No fault go-arounds

In aviation, if you think there’s going to be a problem with a landing or a take-off, you stop, pull away, and try again.  There are two somewhat conflicting quotes that I love:

If you can walk away from a landing, it’s a good landing. If you use the airplane the next day, it’s an outstanding landing.
– Chuck Yeager

A superior pilot uses his superior judgment to avoid situations which require the use of his superior skill.
– Frank Borman

So the Yeager quote is funny, and I think it’s great for test pilots (in technology, development and test environments): do what you can, try it out- because the data and equipment aren’t sacred.  But if you’re Part 121, there is no room for tomfoolery. And the proof is in the pudding: we’ve had exactly two Part 121 deaths since 2009.
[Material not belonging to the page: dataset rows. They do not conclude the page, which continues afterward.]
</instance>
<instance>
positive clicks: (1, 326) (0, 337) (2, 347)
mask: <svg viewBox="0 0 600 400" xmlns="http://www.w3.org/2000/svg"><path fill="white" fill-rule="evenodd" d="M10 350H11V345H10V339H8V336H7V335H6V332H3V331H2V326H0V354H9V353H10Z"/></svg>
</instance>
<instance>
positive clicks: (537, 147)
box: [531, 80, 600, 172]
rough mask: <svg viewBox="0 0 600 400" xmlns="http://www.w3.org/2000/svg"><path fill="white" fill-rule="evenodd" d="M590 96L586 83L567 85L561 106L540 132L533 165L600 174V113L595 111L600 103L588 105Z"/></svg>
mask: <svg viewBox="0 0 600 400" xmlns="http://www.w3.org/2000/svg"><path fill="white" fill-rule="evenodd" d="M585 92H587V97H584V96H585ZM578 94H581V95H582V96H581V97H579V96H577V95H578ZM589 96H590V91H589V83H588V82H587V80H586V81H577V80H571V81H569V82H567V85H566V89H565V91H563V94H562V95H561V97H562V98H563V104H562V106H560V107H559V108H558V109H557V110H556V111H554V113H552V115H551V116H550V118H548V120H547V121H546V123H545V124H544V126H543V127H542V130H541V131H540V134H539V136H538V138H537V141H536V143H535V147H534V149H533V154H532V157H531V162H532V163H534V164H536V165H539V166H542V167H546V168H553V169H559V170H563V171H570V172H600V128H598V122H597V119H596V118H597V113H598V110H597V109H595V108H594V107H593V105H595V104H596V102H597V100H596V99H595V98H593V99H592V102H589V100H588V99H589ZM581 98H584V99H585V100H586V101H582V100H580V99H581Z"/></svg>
I work in DevOps, and I recently experienced a significant difference in tactics with a product owner who really wanted to just get the thing deployed, because $BusinessReason. However, she was taking the Yeager approach in production, and didn’t want to hear anything about what I had to say. It was a swap-type deployment, and my methodology was, “we flipped the switch, it doesn’t work out of the box- time to go-around. Flip the switch back and try it once we have a better understanding of the system.” But: the product owner was really fearful of a rollback, to the point that she termed it the “R-word”. My response is that the “S-word” (severe incident) is worse, and that we were taking unplanned and undocumented risk by playing with the system.

The point is that a “rollback” should be just like a go-around- if you’re not sure, pause and try again. So, in your organization- I encourage you to take the Borman approach for production.